Uma das fontes ouvidas por Hari em sua investigação foi ninguém menos
do que o honorável enviado da ONU na Somália, Ahmedou Ould-Abdallah,
que lhe disse o seguinte, com todas as letras: "Alguém está jogando
lixo atômico no litoral da Somália. E chumbo e metais pesados, cádmio,
mercúrio, encontram-se praticamente todos".
Aqueles que na CNN, na Globo ou órgãos que tais são apresentados ao
povos do mundo como piratas, na verdade são conhecidos entre os
populares do nordeste africano como "Guarda Costeira Voluntária da
Somália". Uma pesquisa recente deu conta de que 70% dos somalis aprovam
incondicionalmente esta brigada marítima de defesa nacional. São esses
homens, que têm o respaldo do povo pobre, os que agora o USA e a Otan
estão empenhados em perseguir por terra, água e ar.
É claro, lembra Hari, que há gângsters metidos em todo este imbróglio,
mas este é o contexto no qual se dão as batalhas de soberania no
Chifre da África e de informação sobre como o valente povo somali não
se deixa vencer pela força bruta dos poderosos.

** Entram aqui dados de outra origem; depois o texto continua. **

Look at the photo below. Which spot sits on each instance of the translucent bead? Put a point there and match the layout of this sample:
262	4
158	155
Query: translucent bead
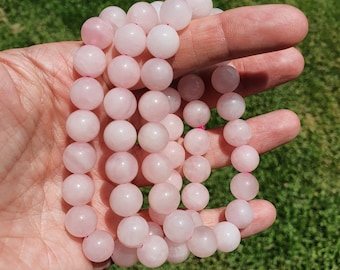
162	41
178	226
200	8
77	189
196	169
156	168
174	126
195	196
156	74
203	242
120	135
244	186
115	15
174	99
154	251
225	79
80	221
240	213
82	126
196	113
191	87
98	32
153	106
130	39
124	256
126	200
98	246
175	153
89	61
230	106
175	13
164	198
79	157
86	93
132	231
245	158
120	103
153	137
237	132
178	252
228	236
121	167
197	141
123	71
143	14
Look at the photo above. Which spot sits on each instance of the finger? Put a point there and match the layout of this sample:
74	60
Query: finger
258	73
264	217
238	33
268	132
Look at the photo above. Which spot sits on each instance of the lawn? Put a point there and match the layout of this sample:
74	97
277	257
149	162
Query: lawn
300	178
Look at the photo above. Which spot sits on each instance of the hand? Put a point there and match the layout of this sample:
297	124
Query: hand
34	86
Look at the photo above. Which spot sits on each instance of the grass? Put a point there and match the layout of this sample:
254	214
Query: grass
300	178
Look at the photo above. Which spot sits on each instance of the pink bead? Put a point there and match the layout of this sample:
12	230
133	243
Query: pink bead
175	153
157	74
175	13
120	103
98	32
124	256
164	198
196	113
126	200
98	246
225	79
120	135
196	169
79	157
178	226
237	132
143	14
203	242
86	93
123	71
82	125
154	251
230	106
130	39
245	158
228	236
121	167
197	141
162	41
153	106
174	125
178	252
200	8
240	213
244	186
115	15
132	231
89	61
153	137
191	87
80	221
77	189
195	196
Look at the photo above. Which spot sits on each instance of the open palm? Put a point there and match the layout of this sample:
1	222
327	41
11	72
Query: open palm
34	105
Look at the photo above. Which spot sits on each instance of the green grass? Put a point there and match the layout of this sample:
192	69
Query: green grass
300	178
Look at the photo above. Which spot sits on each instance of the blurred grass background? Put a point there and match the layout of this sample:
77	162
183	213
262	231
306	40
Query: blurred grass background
300	178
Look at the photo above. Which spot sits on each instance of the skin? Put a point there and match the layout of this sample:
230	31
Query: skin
34	104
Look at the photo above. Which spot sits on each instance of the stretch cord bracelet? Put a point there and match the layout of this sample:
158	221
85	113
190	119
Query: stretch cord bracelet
171	234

Enquanto isso, o esforço dos mentirosos para manter os não-africanos na
ignorância parece não conhecer limites. A United States Navy (USN), a
marinha ianque, acaba de fechar um acordo com a emissora Spike TV para a
colocação de câmeras de vídeo em seus encouraçados e destroiers, para
fins de exibição do reality show "Pirate Hunters: USN". ("Caçadores de
Piratas"). O anúncio foi feito um dia depois de o USA ter matado três
membros da "Guarda Costeira Voluntária da Somália" em alto mar.